- Directed by: Kodi Ramakrishna
- Written by: M. G. Rama Rao (dialogues)
- Produced by: D. Sudhakar Raju Edida Raja
- Starring: Mammootty Meena Harish Kumar Roja
- Cinematography: Kodi Lakshman
- Music by: Sirpy
- Production company: Sri Lakshmi Sai Art Creations
- Release date: 30 March 2001;
- Country: India
- Language: Telugu

= Railway Coolie =

Indian action crime film

Railway Coolie is a 2001 Indian Telugu-language action crime film directed by Kodi Ramakrishna and starring Mammootty, Meena, Harish Kumar and Roja. The film is a remake of the 1975 Hindi film Deewaar.

== Production ==
The third schedule of the film took place at the end of April 1993 in Visakhapatnam.

== Soundtrack ==
The music was composed by Sirpy. The lyrics were written by Sirivennela Seetharama Sastry and Jonnavittula Ramalingeswara Rao.
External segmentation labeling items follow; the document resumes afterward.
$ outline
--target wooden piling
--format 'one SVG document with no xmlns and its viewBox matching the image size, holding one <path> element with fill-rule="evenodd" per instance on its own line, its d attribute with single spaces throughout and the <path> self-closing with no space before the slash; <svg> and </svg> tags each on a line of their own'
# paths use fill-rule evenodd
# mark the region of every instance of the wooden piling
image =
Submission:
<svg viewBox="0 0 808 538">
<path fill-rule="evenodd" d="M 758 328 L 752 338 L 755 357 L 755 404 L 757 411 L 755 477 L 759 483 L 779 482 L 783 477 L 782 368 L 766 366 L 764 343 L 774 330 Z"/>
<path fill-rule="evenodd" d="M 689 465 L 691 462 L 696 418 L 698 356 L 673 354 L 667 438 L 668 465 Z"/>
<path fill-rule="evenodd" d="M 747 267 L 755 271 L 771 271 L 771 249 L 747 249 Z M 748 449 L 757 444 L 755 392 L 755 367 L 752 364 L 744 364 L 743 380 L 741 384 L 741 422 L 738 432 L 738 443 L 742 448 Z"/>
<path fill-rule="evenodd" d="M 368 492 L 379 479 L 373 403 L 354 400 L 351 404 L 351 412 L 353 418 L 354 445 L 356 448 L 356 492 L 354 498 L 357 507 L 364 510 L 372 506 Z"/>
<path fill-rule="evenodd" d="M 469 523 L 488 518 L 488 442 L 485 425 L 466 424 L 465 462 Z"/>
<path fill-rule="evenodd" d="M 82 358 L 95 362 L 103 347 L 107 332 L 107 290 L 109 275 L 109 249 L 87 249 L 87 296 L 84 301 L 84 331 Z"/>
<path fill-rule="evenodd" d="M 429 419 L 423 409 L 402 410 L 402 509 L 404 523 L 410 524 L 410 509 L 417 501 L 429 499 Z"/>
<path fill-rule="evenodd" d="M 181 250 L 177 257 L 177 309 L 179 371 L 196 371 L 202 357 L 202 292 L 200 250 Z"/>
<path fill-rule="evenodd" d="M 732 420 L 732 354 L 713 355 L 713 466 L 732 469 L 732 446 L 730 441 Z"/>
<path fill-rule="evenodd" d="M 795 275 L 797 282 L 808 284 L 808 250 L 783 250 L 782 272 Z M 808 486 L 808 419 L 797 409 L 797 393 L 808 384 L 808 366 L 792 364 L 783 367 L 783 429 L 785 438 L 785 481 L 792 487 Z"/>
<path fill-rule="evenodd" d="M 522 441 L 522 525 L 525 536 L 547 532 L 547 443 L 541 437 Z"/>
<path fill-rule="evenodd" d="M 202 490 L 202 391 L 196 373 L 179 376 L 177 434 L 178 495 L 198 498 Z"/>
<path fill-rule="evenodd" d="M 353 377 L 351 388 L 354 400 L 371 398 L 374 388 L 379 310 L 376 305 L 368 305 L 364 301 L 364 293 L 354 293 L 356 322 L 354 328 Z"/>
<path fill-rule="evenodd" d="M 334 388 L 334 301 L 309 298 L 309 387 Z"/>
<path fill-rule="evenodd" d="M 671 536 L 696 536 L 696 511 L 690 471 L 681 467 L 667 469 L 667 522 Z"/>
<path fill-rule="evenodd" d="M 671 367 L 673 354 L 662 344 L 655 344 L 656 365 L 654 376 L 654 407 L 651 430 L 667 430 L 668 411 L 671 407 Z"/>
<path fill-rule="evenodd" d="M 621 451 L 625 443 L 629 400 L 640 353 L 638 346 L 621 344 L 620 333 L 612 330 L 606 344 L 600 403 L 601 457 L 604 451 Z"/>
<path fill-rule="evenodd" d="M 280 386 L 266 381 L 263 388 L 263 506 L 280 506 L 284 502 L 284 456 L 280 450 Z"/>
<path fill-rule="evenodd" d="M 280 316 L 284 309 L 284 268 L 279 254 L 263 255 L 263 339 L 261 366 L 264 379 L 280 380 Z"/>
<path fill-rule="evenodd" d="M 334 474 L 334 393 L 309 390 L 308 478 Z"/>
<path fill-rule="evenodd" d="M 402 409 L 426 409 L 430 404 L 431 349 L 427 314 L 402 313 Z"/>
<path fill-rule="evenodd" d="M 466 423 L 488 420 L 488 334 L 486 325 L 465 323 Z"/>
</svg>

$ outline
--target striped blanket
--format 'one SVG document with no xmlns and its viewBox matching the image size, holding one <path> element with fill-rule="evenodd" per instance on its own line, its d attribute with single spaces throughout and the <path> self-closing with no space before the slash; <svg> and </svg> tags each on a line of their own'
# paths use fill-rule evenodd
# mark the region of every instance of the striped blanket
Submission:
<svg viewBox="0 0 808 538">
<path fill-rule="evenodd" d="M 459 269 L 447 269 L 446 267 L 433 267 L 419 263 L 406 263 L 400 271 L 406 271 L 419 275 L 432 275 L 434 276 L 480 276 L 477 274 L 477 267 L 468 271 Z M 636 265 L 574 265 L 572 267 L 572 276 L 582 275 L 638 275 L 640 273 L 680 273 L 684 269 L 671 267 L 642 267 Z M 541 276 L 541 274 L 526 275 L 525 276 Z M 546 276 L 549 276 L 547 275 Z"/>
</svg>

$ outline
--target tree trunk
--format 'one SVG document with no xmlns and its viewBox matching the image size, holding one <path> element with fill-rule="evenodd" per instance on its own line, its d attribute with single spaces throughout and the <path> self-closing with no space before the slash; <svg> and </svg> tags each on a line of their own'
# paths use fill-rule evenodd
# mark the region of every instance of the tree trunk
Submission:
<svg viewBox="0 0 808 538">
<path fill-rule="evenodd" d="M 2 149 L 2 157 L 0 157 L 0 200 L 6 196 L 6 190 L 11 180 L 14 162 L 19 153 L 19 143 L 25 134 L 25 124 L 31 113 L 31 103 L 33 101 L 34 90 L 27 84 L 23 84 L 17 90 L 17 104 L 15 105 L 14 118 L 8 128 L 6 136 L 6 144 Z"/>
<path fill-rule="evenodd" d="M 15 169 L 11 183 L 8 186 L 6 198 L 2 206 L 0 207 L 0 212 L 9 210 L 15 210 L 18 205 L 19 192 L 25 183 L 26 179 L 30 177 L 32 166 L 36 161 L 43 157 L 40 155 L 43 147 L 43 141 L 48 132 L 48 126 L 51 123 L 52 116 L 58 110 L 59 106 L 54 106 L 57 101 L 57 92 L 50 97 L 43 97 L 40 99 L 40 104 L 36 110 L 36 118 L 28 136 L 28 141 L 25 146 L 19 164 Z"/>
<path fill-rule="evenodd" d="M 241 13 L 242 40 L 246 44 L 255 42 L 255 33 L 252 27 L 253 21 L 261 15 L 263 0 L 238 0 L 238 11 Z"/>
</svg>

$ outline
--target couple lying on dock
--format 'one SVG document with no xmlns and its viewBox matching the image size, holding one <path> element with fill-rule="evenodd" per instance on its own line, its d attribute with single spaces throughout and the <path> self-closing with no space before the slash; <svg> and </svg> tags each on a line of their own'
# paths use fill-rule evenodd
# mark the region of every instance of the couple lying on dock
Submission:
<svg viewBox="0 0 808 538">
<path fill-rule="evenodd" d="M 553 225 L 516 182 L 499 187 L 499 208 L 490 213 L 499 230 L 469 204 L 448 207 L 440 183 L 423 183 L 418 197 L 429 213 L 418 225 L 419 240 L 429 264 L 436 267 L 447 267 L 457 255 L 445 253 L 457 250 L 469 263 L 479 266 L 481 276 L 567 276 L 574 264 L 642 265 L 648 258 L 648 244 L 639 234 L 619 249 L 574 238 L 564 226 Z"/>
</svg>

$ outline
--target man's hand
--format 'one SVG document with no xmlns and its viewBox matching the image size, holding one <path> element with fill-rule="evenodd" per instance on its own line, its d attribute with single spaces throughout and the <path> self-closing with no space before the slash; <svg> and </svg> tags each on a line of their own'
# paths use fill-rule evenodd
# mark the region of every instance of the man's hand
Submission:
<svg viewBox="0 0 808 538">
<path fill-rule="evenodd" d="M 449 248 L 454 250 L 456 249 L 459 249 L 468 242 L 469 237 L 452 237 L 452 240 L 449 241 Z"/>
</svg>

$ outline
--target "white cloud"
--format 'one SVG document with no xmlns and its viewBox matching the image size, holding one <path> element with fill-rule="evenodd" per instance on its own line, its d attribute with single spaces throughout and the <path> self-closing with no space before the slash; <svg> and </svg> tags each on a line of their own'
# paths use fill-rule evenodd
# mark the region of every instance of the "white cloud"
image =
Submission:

- Tamil (dubbed) tracklisting

| No. | Title | Singer(s) | Length |
|---|---|---|---|
| 1. | "Enge En Pondadi" | G. Venugopal | 4:27 |
| 2. | "Jigu Jigu Railu" | Mano | 4:55 |
| 3. | "Kala Kala" | Krishnaraj | 4:05 |
| Total length: |  |  | 13:27 |

== Release and reception ==
The film was released after an eight year delay in 2001.

A critic from Full Hyderabad wrote, "The stupid drama rolls on and on in the most insipid way. There is not one incident or event in the film that is worth mentioning".